= Homeschooling in Canada =

In Canada, homeschooling has increased in popularity since the advent of the 21st century. It is legal in every province, with each province having its own regulations around the practice. In some provinces, funding is available. In 2016, the number of homeschooled children in Canada was approximately 60,000 (for comparison, there were approximately 2.5 million in the US); this corresponds to approximately one in every 127 school-aged children (US: one in every 32 children). In 2020, the average growth rate of the practice amounted to more than 5 per cent per year. Canada has a large proportion of non-religiously motivated homeschoolers compared to some other countries. It is also one of three countries worldwide, along with the United States and South Africa, that hosts an organization with lawyers on staff which serves the legal needs of home educators.

== History ==
Unlike in some other countries, there has never been a time in which homeschooling was illegal in Canada. The Ontario Education Act, for example, states in Section 21(2)(a) that "A person is excused from attendance at school if [...] the person is receiving education elsewhere."

Homeschooling started to become significantly more popular in Canada in the 1970s. In 1979, just over 2,000 Canadian children were being homeschooled. In 1995, Meighan estimated the total number of homeschoolers in Canada to be 10,000 official and 20,000 unofficial. Karl M. Bunday estimated, in 1995, based on journalistic reports, that about 1 percent of school-age children were homeschooled. In April 2005, the total number of registered homeschool students in British Columbia was 3,068. In Manitoba, homeschoolers are required to register with Manitoba Education, Citizenship and Youth. The number of homeschoolers was noted at over 1500 in 2006; 0.5% of students enrolled in the public system. In 2016, approximately 1% to 2% of North American children are homeschooled, which includes about 60,000 in Canada.

One technique that is specifically Canadian, specifically British Columbian, is the distributed learning approach to homeschooling. Distributed learning is an online program that is directed by a teacher that meets provincial standards for education. The program draws on public and private curricula. This is distinctive to British Columbia because it is the only province that has a distributed learning policy. It is one of the most popular forms of homeschooling.

Following the COVID-19 pandemic, the number of homeschooled children in Canada more than doubled, with nearly 84,000 students enrolled in the 2020-2021 school year, compared to around 41,000 in the previous year.

== Regulations ==
Each province has its own regulations. Some provinces have implemented policies that require parents to notify school boards of their decision to homeschool. Every province requires parents to notify the school system of their intent to withdraw their child from the public school system and to begin homeschooling. Five of ten provinces additionally require parents to submit a detailed curriculum. Seven of these provinces do not require the program to be monitored by the school board or other private school administrators, and only five provinces require routine inspection of homeschooling. These policies, however, are not law; although Canadian legislators recognize the importance of state controls in the homeschooling environment, it is ultimately up to the parent to decide when and how to homeschool. Despite a positive environment that supports and encourages alternatives to traditional schooling, it is estimated that less than 0.5% of Canadian families were homeschooling in 2015. This number is probably inaccurate, however, as many parents do not report their decisions to homeschool.

== Motivations ==
Unlike the United States for example, where homeschooling is often a consequence of religious conviction, a study of 1,600 families in 2003 found that Canadians primarily choose to homeschool out of a desire to provide better education.

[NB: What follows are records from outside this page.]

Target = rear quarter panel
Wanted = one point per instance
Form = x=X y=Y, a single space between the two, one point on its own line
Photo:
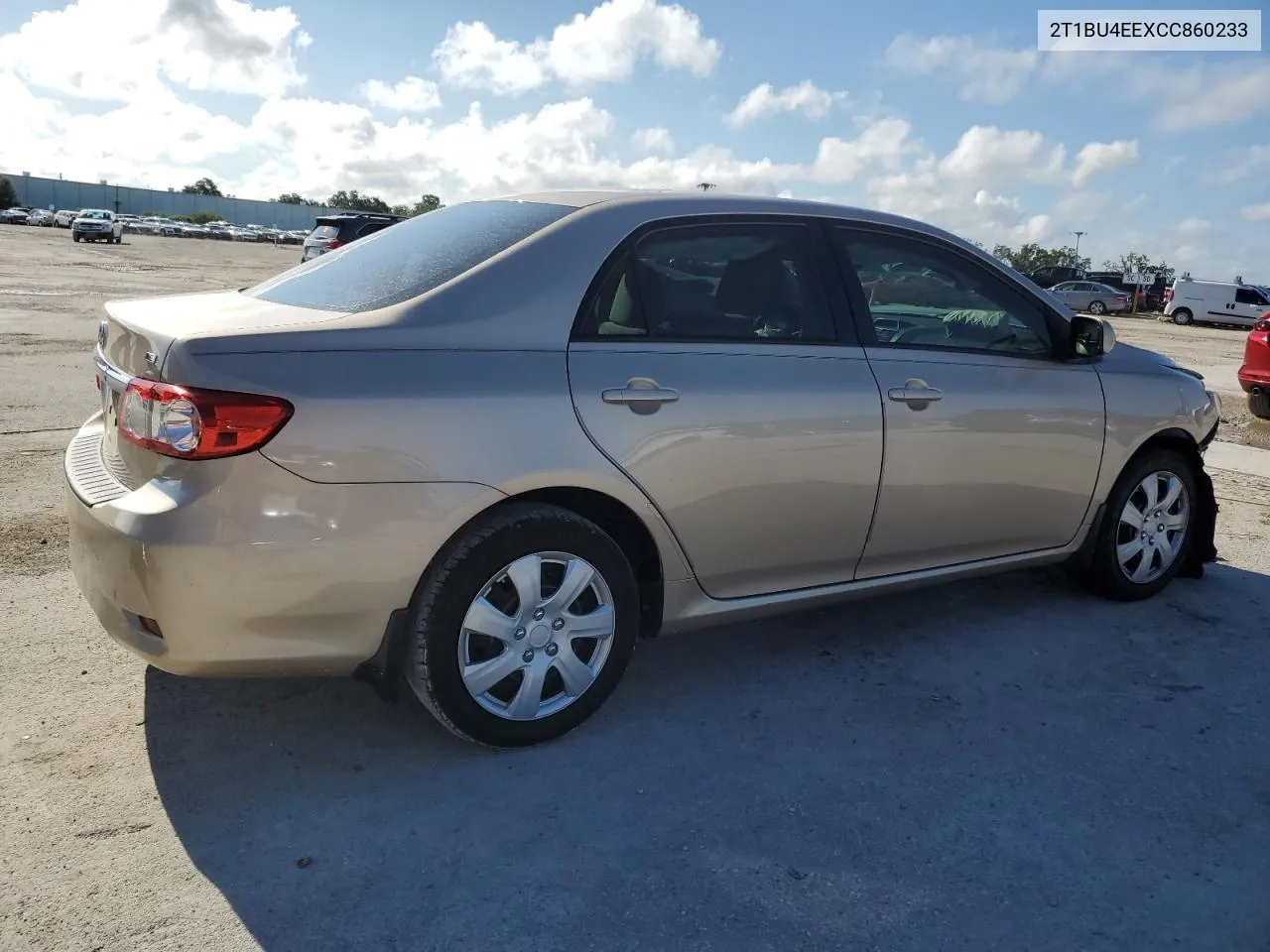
x=498 y=417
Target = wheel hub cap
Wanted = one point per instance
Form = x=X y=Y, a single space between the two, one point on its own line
x=536 y=636
x=1152 y=527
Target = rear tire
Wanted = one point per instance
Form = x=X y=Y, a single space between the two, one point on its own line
x=471 y=581
x=1128 y=561
x=1259 y=405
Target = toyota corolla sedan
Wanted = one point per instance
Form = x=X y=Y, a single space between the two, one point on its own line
x=486 y=449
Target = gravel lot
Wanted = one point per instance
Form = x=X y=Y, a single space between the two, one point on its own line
x=1001 y=765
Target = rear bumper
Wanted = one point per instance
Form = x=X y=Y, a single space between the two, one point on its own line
x=248 y=570
x=1256 y=361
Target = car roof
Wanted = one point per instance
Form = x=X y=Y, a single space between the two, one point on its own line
x=670 y=202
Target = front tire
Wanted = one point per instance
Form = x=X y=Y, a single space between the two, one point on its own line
x=524 y=626
x=1146 y=529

For those children whose parents decided to homeschool out of a desire to better education, a 2003 study found statistical significance between traditionally schooled and homeschooled students scores on standardized tests of writing, reading, and mathematics. A 2011 study found that style of home education (structured versus unstructured) was a more important predictor of standardized test performance than other traditional measures, such as income and parents' educational attainment. These findings are similar to findings in US research on homeschooled children and the outcomes of homeschooling.